With Brexit muddying the economic waters for Britain, it is hard to predict what the future of the UK’s businesses will look like. Changes to import/export tariffs, a reduction in foreign talent and a squeeze on the Sterling initially makes the British Isles look like an unhealthy place to start a business. Happily, Britain is marching towards Brexit with its head held high and is doing remarkably better than initially thought.
Entrepreneurs across the country are jumping at the chance to start something new, with the only real question for them to consider is: “where is the best place to start?”
Unsurprisingly, the NatWest Entrepreneurship Monitor reveals a third of the population believe that London is the best place in the country to start a new business because of its good transport links and a strong local economy.
Compared to the rest of the country, Londoners are less likely than anyone else in the UK to see fear of failure as a barrier to starting a new business – 26 per cent compared to 33 per cent, but they are more concerned about testing their start-up ideas -16 per cent compared with 11 per cent.
The research also discovers that, of those who say that their region is a good place to start a new business, Londoners are twice as likely to attribute their region’s success to greater access to accelerator hubs than people who think the same thing about their own region – 44 per cent in London compared to 18 per cent elsewhere. Londoners are also more likely to prefer to be self employed than Britons overall, with 27 per cent preferring to work for themselves compared to 23 per cent for the whole population.
Against this backdrop, NatWest has opened the doors to its Regents House innovation centre in Angel, to London’s first Entrepreneurial Spark hub – the world’s largest free business accelerator- in partnership with KPMG, Del EMC and Pinsent Masons. The hub will be home to more than 100 of the capital’s most inspiring entrepreneurs, who will be given free office space and facilities, business advice, entrepreneurial enabling support and access to business and support networks.
Only 17 per cent of people think now is a good time to start a business, hitting a record low according to the NatWest Entrepreneurship Monitor. The report, released today, also shows the proportion of people wanting to start their own business has dropped from 39 per cent to 14 per cent since the vote to leave the EU.
The reasons range from less people believing that they have the ability and skills to set up their own business – dropping from 42 per cent to 36 per cent; a feeling that it is too risky – 34 per cent; and fear of failure – 58 per cent.

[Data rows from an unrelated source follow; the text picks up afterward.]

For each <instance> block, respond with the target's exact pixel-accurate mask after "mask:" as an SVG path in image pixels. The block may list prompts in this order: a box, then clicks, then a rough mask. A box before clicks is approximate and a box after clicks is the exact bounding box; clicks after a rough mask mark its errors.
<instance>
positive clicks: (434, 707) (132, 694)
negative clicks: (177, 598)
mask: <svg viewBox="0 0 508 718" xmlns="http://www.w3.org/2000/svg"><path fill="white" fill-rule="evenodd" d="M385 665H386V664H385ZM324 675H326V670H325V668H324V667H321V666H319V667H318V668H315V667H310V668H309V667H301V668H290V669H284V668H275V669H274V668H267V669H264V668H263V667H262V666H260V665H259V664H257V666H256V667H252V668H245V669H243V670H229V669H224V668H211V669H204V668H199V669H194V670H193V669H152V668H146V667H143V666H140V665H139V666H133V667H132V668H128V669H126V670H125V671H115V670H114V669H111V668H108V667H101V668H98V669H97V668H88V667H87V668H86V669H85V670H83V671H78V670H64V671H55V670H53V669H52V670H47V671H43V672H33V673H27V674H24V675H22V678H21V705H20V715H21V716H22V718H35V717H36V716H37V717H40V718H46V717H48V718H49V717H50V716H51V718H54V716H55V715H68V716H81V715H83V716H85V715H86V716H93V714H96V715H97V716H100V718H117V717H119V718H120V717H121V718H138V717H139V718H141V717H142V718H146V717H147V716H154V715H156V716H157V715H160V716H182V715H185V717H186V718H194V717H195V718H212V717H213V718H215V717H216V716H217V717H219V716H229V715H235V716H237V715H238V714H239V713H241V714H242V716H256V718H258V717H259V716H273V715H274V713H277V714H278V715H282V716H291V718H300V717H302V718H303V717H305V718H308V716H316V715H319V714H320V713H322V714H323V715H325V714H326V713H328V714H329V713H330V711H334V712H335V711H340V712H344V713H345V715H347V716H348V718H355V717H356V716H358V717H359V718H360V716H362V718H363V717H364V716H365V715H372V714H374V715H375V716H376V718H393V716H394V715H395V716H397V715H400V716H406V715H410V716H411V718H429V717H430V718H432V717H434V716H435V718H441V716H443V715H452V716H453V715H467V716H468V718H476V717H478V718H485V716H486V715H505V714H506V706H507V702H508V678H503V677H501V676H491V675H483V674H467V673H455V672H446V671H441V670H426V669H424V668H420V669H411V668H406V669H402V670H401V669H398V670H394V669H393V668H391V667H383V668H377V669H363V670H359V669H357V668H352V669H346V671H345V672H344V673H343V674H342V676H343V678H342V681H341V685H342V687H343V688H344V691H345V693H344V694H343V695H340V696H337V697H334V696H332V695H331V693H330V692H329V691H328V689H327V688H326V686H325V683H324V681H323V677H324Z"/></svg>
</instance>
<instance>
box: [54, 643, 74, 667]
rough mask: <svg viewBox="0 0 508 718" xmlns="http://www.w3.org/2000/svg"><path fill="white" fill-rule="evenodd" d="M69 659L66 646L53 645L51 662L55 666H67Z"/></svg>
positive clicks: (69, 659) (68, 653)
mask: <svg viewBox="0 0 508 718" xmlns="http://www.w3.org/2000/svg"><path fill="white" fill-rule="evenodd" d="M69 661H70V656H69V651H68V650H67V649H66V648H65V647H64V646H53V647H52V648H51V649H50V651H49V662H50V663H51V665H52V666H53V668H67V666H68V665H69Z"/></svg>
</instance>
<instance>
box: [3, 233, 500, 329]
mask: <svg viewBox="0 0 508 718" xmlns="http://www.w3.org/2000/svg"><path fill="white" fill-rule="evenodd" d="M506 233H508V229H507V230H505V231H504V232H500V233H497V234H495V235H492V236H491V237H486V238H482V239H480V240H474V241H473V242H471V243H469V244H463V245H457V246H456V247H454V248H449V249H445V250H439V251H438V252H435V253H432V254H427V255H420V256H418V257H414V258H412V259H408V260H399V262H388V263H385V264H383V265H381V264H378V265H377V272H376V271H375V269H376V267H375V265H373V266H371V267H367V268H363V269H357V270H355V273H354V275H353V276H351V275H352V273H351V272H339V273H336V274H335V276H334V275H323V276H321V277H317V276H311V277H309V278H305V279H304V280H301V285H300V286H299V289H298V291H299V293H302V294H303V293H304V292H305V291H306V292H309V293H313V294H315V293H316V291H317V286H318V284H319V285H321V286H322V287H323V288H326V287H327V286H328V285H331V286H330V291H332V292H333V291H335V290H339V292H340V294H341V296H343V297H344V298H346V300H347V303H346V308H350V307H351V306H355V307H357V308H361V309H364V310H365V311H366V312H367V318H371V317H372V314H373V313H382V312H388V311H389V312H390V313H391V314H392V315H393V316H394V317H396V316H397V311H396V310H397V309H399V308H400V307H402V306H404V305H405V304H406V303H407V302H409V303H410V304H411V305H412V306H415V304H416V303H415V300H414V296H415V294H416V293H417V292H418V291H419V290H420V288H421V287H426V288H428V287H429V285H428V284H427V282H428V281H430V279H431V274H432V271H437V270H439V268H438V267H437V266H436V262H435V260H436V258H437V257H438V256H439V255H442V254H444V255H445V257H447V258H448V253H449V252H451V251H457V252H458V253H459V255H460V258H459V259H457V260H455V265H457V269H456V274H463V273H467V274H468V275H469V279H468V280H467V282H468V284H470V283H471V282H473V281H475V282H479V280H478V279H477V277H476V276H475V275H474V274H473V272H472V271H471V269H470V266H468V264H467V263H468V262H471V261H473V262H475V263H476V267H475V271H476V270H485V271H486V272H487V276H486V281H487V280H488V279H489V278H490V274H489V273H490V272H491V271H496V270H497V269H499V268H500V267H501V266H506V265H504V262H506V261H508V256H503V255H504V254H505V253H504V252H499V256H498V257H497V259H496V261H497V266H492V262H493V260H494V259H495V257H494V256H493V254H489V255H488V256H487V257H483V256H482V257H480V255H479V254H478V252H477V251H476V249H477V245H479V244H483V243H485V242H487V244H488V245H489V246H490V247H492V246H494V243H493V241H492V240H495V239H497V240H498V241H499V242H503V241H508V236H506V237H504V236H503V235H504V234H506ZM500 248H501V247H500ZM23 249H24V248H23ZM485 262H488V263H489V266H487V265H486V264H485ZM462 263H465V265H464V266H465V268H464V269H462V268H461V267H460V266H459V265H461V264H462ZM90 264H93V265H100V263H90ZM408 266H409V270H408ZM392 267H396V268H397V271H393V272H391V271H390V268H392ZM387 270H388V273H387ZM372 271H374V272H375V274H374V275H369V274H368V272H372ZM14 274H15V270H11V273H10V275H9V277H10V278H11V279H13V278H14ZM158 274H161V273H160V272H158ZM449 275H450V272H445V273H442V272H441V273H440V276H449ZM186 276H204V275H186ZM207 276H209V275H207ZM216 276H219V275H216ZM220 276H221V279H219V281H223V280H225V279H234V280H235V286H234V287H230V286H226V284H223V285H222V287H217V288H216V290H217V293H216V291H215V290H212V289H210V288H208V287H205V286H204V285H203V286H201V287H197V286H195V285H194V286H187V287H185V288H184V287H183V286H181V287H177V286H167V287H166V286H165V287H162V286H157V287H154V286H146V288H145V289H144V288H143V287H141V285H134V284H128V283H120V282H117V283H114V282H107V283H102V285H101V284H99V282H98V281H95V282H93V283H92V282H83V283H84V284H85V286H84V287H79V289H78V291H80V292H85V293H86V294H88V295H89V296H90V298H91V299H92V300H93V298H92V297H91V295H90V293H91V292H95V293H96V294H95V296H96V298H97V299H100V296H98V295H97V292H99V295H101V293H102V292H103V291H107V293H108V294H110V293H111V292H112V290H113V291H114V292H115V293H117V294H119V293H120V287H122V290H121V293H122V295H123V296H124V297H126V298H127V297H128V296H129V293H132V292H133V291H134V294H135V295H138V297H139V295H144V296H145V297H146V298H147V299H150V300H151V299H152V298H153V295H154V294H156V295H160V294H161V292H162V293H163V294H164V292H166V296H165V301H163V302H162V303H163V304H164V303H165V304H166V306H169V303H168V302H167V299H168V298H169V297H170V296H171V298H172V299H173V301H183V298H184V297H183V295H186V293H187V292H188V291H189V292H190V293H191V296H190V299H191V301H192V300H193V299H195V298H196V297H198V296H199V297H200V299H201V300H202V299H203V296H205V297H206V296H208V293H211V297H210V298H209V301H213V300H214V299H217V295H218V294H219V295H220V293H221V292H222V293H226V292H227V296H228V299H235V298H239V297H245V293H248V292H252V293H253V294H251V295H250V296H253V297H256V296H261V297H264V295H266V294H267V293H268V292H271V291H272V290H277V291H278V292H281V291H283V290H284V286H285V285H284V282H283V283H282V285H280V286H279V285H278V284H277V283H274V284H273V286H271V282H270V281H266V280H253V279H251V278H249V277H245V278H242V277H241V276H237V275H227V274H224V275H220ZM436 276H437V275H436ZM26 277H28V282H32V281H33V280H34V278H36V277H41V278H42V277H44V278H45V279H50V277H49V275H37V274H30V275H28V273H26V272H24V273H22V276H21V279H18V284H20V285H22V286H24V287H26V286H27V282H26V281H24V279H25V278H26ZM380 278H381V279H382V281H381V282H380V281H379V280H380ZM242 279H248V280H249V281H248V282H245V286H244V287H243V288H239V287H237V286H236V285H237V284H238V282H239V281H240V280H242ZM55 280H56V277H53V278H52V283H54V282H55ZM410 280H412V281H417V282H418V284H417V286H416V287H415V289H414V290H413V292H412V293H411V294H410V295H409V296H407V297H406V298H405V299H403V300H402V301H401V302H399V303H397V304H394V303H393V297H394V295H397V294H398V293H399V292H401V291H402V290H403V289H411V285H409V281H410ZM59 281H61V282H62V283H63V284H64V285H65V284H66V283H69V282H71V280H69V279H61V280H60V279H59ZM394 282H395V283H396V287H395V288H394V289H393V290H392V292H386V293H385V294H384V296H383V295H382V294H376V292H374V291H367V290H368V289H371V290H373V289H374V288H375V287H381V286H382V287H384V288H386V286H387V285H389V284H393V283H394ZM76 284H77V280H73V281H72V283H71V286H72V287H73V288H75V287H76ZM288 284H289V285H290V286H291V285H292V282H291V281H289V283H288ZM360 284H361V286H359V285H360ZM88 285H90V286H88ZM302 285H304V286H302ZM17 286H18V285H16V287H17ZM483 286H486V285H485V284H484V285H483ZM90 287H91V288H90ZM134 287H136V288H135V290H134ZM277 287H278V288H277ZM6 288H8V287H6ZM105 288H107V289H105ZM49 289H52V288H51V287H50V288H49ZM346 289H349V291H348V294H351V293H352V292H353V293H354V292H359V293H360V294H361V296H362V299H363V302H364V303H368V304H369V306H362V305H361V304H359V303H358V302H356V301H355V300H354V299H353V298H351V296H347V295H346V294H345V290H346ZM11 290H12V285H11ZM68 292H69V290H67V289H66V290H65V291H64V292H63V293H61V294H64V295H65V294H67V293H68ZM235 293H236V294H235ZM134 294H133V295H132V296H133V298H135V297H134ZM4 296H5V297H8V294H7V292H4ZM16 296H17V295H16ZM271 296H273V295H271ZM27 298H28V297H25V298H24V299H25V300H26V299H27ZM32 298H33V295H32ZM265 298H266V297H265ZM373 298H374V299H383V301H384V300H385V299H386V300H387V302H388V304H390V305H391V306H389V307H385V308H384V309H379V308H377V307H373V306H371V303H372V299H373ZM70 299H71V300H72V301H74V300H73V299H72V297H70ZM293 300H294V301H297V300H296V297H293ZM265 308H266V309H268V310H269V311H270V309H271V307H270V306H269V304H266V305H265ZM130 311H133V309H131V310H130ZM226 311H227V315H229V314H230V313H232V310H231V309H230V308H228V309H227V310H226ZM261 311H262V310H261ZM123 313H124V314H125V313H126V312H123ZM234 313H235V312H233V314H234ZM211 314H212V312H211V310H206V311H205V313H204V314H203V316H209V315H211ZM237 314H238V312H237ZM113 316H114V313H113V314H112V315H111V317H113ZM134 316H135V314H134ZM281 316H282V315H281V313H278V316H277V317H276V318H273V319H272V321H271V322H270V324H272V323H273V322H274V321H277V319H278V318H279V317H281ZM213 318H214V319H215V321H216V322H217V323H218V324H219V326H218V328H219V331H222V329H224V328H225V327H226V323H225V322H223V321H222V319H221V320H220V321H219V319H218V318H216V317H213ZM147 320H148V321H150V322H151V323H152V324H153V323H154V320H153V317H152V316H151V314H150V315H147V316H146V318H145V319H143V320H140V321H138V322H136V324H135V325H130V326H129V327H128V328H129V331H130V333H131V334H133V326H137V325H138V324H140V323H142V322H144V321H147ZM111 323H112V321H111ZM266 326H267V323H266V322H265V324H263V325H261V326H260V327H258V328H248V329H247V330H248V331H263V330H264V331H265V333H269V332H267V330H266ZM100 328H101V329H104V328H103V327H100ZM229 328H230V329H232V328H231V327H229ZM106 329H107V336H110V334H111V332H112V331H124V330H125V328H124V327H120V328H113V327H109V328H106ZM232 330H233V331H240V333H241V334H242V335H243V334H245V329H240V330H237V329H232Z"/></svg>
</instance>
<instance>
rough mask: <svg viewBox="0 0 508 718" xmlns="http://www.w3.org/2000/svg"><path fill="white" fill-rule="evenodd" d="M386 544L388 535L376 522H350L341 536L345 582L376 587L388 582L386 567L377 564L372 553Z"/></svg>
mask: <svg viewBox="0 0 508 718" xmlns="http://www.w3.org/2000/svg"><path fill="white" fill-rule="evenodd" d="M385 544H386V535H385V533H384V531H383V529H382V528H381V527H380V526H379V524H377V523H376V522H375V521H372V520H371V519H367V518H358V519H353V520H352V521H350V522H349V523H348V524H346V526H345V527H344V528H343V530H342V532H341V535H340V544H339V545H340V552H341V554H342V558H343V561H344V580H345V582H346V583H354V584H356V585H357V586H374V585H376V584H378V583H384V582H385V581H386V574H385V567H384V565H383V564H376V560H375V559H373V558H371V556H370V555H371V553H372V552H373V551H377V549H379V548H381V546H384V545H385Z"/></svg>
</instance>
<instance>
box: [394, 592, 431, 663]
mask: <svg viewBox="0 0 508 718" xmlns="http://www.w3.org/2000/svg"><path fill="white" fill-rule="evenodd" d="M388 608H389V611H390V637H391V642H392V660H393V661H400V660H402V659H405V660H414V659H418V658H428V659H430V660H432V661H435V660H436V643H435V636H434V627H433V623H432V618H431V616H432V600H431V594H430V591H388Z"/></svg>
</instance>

Encouragingly young people are much more likely to want to start up their own business. However, this desire is not being turned into action as the ambition gap in young people is almost double that of the general population – 20 per cent compared to 12 per cent.
Alison Rose, CEO of Commercial and Private Banking at NatWest, says, “These figures are not surprising but they are a stark reminder of the economic uncertainty and barriers that would-be entrepreneurs are facing. This is why it is so important that we step up to support start ups, scale ups and small businesses allowing them to concentrate on establishing and growing their business and creating jobs for the UK economy.
“This is why we’re so excited to be opening the capital’s first Entrepreneurial Spark accelerator in Regents House, which adds to our already established network of 12 free accelerator hubs, giving us full coverage across the UK. We are committed to playing our role in supporting the UK’s future business leaders and that together with Entrepreneurial Spark, we are giving them the best possible chance to succeed.”
Entrepreneurial Spark CEO Lucy-Rose Walker says, “Our world class business support focuses on the mindset and behaviours of the entrepreneurial leader so we’re delighted to bring this unique brand of enablement to London.
“Our 12 other hubs which we operate with NatWest have had serious and significant economic impact right across all four nations of the UK. Our businesses have created over 3,000 jobs and landed over £151m in investment. To add London, arguably the world’s greatest business ecosystem, to our disruptive and revolutionary approach is exceptionally exciting. We can’t wait to start making a difference to these constantly inspiring entrepreneurs.”
Barry McCaig, partner at Pinsent Masons, says, “The NatWest Entrepreneurship Monitor results demonstrate exactly why supporting Entrepreneurial Spark is so important. The accelerator programme offers entrepreneurs the chance to develop the skills and mindset required to overcome the concerns identified in the research, allowing them to focus on building their businesses and creating jobs.
“That is why Pinsent Masons partnered with Entrepreneurial Spark in 2016, and why we are so excited to see the London Hub finally opening. The potential of bringing the knowledge and expertise of Entrepreneurial Spark and their partners together with so many talented entrepreneurs in the heart of London is incredible, and we can’t wait to see what we can achieve.”
Ben McDonald, UK head of KPMG Enterprise, added: “We’re pleased to be supporting Entrepreneurial Spark, NatWest and the other partners in the launch of the London hub. The research conducted by NatWest is a reminder that the entrepreneurial journey is rarely smooth, but those ambitious businesses that combine a founder’s hunger with a desire and willingness to learn and seek support remain the most likely to succeed, both in London and around the country. KPMG Enterprise is working with entrepreneurs that display these attributes to secure finance, scale their businesses quickly and realise their ambitions.”